1月末に訪れた「田中一村展」の会場で購入した『日本のゴーギャン 田中一村伝』を読み終えた。
展覧会で田中一村の作品に触れ、そして、周囲の人たちへの手紙などから、彼の絵に対する執念と言えるような感情に触れた。晩年、その執念を作品に結実したものの、広く評価を受けることなく、生まれた地から遠く離れた南の島で、一人生涯を終えた。その彼の歩みをもっと知りたいと思い、この本を手にした。
幼い頃から絵の才能を認められ、その期待を受け、またその才能を発揮し選ばれし者のみに開かれる絵画の道を歩み始める。けれども、その後に次々と訪れる不運に抗いきれず、その道から外れることを選ぶ。
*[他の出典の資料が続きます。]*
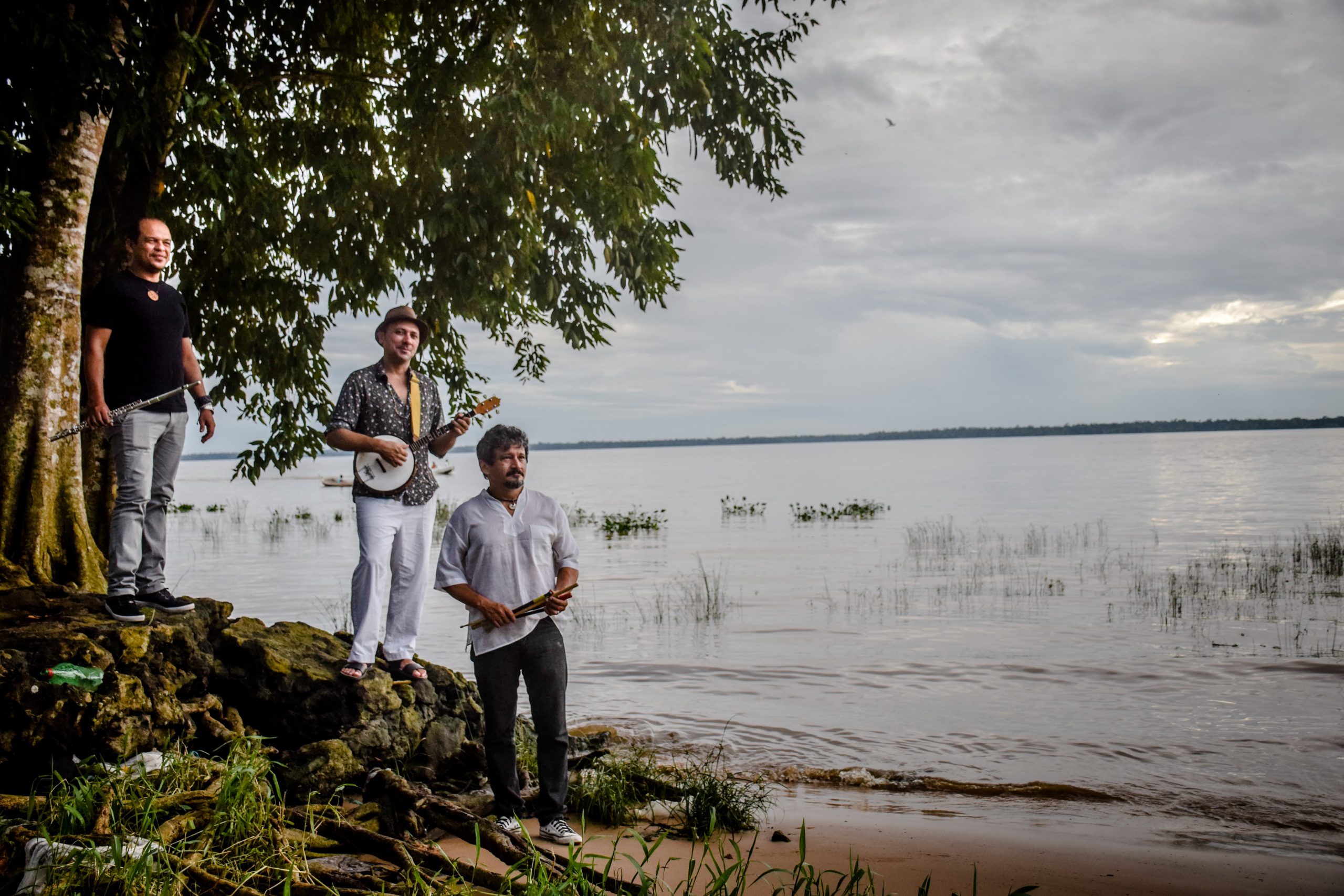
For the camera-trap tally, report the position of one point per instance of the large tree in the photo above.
(499, 160)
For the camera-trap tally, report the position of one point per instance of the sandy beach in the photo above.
(1064, 849)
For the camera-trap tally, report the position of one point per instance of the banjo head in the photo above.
(381, 476)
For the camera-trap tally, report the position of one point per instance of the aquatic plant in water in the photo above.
(865, 510)
(741, 507)
(631, 523)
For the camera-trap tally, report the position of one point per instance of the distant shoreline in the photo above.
(899, 436)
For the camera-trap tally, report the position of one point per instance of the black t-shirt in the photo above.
(148, 323)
思うに、そのきっかけは不運だったけれども、それがなかったら彼は同期の東山魁夷らのように広く認められる巨匠となりえたのだろうか。不運に見舞われずとも、遅かれ早かれその強い意志により周囲とぶつかり、遅かれ早かれ同じ選択をしたのではないかと。
自分の作品を売ることが「売るための絵を描く」、つまり、買い手に合わせた作品作りに繋がると、彼はその道を歩むことに強く嫌悪した。その彼が、自らの命の終わりが近づいていることを感じ、その作品を周囲の人たちに買い取ってもらう。それは、自分の命を削って描き上げた作品を残すためでもあったろうけど、果たして彼の心はそのことに耐えられたのだろうか。それとも、その時ようやく周囲の期待という呪縛から解かれたのか。
弟の才能が花開くことを願い、弟とともに生涯独り身を通した姉の期待もまた、彼を縛っていたのではないか。きっと彼自身はそんなことを思っていなかったのだろうけど。そして、その姉も彼に縛られていたのだろうと思う。ただ、その言葉を使うと不幸と結びついてしまいかねないけど、彼ら自身は不幸と思うことは決してなかったのかもしれない。いや、幸せか不幸かは本人にしか判断できないし、もっと言えば、幸せであればいいという訳でもない。
50を過ぎ、長く彼を支えてくれた姉から離れ、南の島に向かうことを選んだ。安定を壊したという言葉が彼の気持ちを表すのに適切なものかはわからないけど、その選択が晩年の作品に繋がり、その後、これらの作品が多くの人たちの心に響いている。そのことだけは喜んでいいのだろうと、微笑む死神を想像してみる。
その描かれた地で、その空気を感じてみたい。今すぐは無理だろうけど、いつかきっと。